Among these funds, Renaissance Technologies held the most valuable stake in Artisan Partners Asset Management Inc (NYSE:APAM), which was worth $118.2 million at the end of the third quarter. On the second spot was Fisher Asset Management which amassed $47.8 million worth of shares. Citadel Investment Group, GLG Partners, and Royce & Associates were also very fond of the stock, becoming one of the largest hedge fund holders of the company. In terms of the portfolio weights assigned to each position Sprott Asset Management allocated the biggest weight to Artisan Partners Asset Management Inc (NYSE:APAM), around 1.4% of its 13F portfolio. Schonfeld Strategic Advisors is also relatively very bullish on the stock, dishing out 0.14 percent of its 13F equity portfolio to APAM.
As industrywide interest jumped, key money managers were leading the bulls’ herd. Arrowstreet Capital, managed by Peter Rathjens, Bruce Clarke and John Campbell, assembled the biggest position in Artisan Partners Asset Management Inc (NYSE:APAM). Arrowstreet Capital had $8.6 million invested in the company at the end of the quarter. Ryan Tolkin (CIO)’s Schonfeld Strategic Advisors also initiated a $5.8 million position during the quarter. The other funds with new positions in the stock are D. E. Shaw’s D E Shaw, Mika Toikka’s AlphaCrest Capital Management, and David Harding’s Winton Capital Management.
Let’s check out hedge fund activity in other stocks – not necessarily in the same industry as Artisan Partners Asset Management Inc (NYSE:APAM) but similarly valued. These stocks are Box, Inc. (NYSE:BOX), Genesis Energy, L.P. (NYSE:GEL), ABM Industries, Inc. (NYSE:ABM), and National General Holdings Corp (NASDAQ:NGHC). This group of stocks’ market values match APAM’s market value.
|Ticker||No of HFs with positions||Total Value of HF Positions (x1000)||Change in HF Position|
View table here if you experience formatting issues.

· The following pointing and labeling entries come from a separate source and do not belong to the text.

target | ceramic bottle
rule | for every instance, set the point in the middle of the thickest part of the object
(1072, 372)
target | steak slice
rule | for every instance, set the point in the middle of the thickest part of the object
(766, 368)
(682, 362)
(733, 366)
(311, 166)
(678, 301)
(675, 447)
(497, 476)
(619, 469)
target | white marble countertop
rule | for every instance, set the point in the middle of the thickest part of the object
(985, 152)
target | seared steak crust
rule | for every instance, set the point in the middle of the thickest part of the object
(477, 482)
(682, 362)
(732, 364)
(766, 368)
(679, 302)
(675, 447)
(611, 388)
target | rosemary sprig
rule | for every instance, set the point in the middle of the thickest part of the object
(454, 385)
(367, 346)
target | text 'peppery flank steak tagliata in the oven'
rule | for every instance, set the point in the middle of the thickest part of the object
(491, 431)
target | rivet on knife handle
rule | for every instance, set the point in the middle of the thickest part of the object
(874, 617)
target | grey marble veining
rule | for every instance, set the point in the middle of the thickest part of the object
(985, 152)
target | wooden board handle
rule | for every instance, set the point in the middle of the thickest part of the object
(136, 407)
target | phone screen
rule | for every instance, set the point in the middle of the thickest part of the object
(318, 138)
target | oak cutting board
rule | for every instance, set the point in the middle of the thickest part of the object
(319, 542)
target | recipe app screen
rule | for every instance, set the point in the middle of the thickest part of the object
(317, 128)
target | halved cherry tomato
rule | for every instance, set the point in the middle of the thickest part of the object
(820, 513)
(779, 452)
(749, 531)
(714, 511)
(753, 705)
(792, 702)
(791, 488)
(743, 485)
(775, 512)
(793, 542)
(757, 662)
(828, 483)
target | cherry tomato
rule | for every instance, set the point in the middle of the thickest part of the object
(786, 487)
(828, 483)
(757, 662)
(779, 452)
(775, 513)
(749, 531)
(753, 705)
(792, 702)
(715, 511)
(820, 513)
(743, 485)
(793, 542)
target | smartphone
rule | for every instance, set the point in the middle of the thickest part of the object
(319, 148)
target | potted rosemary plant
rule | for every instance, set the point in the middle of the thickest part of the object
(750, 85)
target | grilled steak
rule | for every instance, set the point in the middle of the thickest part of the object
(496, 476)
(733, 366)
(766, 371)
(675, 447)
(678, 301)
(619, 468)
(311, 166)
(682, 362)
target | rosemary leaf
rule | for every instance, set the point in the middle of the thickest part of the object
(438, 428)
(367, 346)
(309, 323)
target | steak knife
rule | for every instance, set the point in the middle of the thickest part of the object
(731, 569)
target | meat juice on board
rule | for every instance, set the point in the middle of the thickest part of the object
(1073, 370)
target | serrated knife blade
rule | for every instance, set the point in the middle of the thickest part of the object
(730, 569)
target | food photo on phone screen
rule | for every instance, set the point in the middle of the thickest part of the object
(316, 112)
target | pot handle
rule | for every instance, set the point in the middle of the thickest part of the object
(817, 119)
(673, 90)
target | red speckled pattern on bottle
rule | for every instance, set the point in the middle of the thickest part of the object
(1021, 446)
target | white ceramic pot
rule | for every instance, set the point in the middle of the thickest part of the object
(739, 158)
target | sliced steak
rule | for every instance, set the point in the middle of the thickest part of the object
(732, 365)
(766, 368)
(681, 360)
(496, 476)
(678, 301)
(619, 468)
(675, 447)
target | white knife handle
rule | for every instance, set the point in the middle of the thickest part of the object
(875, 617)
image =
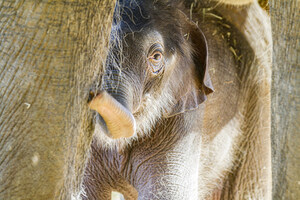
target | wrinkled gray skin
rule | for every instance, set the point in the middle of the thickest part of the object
(189, 142)
(50, 54)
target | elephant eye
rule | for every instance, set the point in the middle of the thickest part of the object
(155, 58)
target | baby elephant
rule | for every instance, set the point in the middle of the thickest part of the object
(183, 104)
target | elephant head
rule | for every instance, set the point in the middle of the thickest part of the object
(154, 69)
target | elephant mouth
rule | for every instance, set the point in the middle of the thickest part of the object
(115, 119)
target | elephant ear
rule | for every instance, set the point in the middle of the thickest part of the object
(199, 85)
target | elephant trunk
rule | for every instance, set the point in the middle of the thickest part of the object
(119, 120)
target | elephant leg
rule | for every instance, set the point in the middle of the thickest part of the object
(169, 173)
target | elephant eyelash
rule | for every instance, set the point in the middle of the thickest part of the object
(155, 58)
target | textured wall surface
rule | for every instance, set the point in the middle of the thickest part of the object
(285, 19)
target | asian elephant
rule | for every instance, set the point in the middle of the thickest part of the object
(50, 53)
(183, 104)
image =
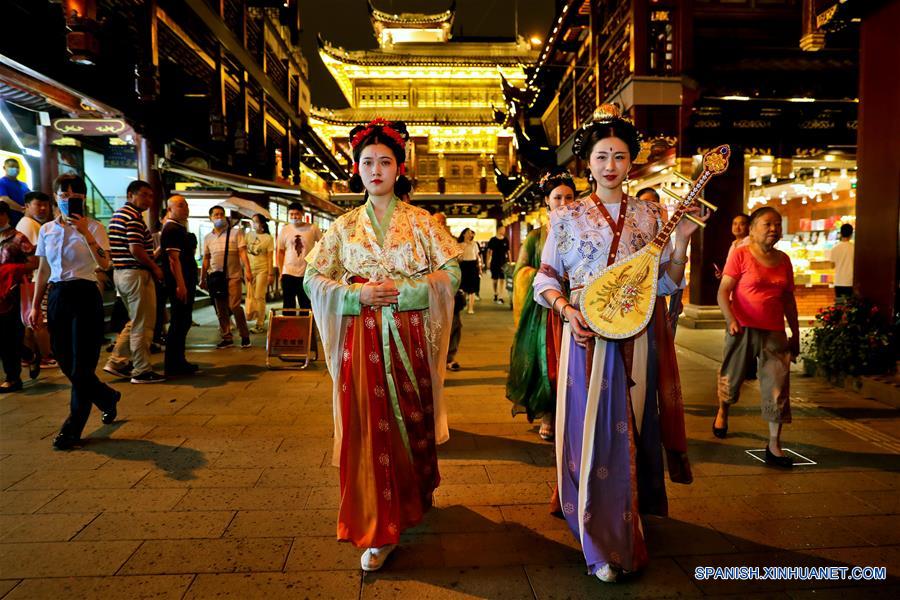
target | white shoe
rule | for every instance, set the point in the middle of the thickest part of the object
(606, 574)
(373, 558)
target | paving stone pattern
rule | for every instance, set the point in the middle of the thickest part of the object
(220, 486)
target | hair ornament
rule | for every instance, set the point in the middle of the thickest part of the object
(553, 178)
(606, 115)
(385, 126)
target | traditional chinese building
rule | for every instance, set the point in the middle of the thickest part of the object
(780, 81)
(179, 93)
(444, 88)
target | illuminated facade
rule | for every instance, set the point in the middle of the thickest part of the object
(443, 89)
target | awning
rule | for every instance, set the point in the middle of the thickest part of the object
(240, 182)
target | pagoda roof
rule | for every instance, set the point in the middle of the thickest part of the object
(411, 116)
(469, 54)
(412, 20)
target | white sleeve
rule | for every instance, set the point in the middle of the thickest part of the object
(549, 275)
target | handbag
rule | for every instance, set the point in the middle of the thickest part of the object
(26, 295)
(217, 281)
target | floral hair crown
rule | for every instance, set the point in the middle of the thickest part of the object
(607, 114)
(386, 128)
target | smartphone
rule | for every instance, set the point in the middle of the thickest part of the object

As you can see these stocks had an average of 16 hedge funds with bullish positions and the average amount invested in these stocks was $216 million. That figure was $265 million in APAM’s case. Box, Inc. (NYSE:BOX) is the most popular stock in this table. On the other hand Genesis Energy, L.P. (NYSE:GEL) is the least popular one with only 1 bullish hedge fund positions. Artisan Partners Asset Management Inc (NYSE:APAM) is not the least popular stock in this group but hedge fund interest is still below average. This is a slightly negative signal and we’d rather spend our time researching stocks that hedge funds are piling on. Our calculations showed that top 20 most popular stocks among hedge funds returned 41.3% in 2019 and outperformed the S&P 500 ETF (SPY) by 10.1 percentage points. These stocks lost 17.4% in 2020 through March 25th but beat the market by 5.5 percentage points. Unfortunately APAM wasn’t nearly as popular as these 20 stocks (hedge fund sentiment was quite bearish); APAM investors were disappointed as the stock returned -37.2% during the same time period and underperformed the market. If you are interested in investing in large cap stocks with huge upside potential, you should check out the top 20 most popular stocks among hedge funds as most of these stocks already outperformed the market in Q1.